The mystery, tragedy, or sacred drama of Adam, composed by Andreini, was represented at Milan early in the seventeenth century, and was received with such enthusiasm that the author was invited to the French court by Queen Mary, and was there loaded with honors. A splendid edition of his work, dedicated to the queen, illustrated with plates and a portrait of the author, was issued at Milan in 1617. Such a reception shows the estimation in which his production was held at the time. Defects which did not interfere with the grandeur of the original design impaired its popularity afterward. The author was numbered among the Seicentisti, and belonged to a school noted for its departure from simplicity; for false refinements and extravagant conceits. Under the influence of such writers as Marini, Lappi, Redi, etc., in an age of pedantry, poetry was removed from nature, and dragged from her proper sphere. But though Andreini lived amidst the prevalence of a corrupt taste, and his style was in some degree tainted, it could not have been expected that any succeeding school, however correct, should trample under foot the substance of his work, and slight its sublimity of conception, to which a more enlightened age should have done justice. Such justice, nevertheless, has been denied him.

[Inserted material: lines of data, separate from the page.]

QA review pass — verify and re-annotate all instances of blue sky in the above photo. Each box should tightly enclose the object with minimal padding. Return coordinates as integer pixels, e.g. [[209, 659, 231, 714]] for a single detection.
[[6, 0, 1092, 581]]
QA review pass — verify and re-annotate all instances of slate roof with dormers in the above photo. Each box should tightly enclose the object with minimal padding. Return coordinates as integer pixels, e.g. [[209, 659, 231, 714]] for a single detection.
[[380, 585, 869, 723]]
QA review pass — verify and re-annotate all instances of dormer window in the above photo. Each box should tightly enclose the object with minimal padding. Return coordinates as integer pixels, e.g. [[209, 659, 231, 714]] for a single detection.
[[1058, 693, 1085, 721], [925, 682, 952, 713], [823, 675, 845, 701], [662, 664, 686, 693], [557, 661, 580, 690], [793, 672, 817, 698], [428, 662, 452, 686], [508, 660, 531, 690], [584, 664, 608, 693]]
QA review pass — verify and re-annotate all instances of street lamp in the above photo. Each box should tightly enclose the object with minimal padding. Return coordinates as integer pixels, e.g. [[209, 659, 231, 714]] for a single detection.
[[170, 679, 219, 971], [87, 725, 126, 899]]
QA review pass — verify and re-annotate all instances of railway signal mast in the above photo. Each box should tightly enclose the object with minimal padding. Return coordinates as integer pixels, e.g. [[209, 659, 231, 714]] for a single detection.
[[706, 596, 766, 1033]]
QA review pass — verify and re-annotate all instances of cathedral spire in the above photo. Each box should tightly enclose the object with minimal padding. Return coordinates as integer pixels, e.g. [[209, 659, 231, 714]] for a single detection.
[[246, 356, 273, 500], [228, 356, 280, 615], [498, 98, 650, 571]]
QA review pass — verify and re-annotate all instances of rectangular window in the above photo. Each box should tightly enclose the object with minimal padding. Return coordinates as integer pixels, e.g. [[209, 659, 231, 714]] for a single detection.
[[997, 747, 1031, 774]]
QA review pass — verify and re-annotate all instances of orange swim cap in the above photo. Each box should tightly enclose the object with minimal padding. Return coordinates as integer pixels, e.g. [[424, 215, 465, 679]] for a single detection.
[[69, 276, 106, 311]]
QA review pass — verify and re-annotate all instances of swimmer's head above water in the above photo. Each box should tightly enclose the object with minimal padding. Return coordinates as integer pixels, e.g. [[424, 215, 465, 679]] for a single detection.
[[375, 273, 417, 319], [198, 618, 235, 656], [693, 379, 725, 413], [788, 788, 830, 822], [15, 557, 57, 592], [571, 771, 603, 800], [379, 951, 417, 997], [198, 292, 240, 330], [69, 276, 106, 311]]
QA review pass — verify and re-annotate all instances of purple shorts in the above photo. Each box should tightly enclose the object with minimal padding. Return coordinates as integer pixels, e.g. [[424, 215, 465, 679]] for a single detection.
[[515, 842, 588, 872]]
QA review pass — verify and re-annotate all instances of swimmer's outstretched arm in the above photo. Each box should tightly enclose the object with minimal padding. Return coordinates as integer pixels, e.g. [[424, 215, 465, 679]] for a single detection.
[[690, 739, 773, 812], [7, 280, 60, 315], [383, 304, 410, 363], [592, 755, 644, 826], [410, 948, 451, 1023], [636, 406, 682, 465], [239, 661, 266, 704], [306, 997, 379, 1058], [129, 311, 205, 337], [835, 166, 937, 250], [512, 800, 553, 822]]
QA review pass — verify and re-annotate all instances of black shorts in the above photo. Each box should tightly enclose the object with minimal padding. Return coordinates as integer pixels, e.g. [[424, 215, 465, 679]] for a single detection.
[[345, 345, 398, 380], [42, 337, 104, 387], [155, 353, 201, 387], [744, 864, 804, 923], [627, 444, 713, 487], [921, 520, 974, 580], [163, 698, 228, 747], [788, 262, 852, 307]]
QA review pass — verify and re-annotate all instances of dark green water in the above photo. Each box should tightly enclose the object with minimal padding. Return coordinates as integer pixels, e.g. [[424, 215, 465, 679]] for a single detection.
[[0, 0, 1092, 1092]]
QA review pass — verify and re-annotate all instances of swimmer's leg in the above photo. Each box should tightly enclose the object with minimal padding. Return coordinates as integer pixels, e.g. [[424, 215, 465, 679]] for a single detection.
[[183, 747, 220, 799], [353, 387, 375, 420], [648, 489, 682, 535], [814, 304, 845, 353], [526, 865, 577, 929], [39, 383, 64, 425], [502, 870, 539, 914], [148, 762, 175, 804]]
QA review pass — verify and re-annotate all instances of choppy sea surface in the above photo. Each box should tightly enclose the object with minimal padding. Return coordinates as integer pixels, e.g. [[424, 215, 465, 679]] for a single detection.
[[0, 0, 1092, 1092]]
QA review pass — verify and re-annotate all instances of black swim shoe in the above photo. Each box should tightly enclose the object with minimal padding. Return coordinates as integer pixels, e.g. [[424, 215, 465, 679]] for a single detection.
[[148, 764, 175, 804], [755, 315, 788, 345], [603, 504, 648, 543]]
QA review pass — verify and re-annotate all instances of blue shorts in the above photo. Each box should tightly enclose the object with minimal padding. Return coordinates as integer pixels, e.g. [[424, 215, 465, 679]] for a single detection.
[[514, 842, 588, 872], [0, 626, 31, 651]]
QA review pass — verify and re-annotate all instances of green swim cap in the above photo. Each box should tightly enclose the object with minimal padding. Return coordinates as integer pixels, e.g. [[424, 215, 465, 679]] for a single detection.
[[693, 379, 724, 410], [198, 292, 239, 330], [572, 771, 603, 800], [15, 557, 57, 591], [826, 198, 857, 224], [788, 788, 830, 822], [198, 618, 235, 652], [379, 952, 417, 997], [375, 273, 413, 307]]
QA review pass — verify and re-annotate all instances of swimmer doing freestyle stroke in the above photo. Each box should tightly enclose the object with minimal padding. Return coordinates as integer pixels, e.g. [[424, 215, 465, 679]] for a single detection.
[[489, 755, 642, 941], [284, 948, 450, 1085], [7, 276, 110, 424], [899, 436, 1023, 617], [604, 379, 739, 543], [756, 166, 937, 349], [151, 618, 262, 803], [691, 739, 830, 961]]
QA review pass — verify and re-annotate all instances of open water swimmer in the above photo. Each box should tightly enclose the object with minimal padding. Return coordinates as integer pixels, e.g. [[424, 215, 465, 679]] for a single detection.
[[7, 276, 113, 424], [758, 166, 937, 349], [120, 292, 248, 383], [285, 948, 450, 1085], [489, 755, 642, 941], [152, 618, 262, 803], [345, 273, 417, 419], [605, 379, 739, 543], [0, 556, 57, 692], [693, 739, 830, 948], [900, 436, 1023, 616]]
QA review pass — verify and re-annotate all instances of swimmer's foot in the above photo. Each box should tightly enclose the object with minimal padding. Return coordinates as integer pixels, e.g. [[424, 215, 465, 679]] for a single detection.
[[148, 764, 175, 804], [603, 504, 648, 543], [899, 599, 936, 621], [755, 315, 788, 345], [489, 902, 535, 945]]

After it had been forgotten more than two hundred years, a tardy acknowledgment of Andreini's merit was paid by a few Italian critics, and a small, unadorned edition of his work was again published at Lucano; but in such an unattractive form that it seems to have awakened little attention. A few copies of the first edition were sold as a great literary curiosity. One, purchased at a large price, affords us an opportunity of examining the claim so long buried in obscurity, and to see how much the author of Paradise Lost has really borrowed.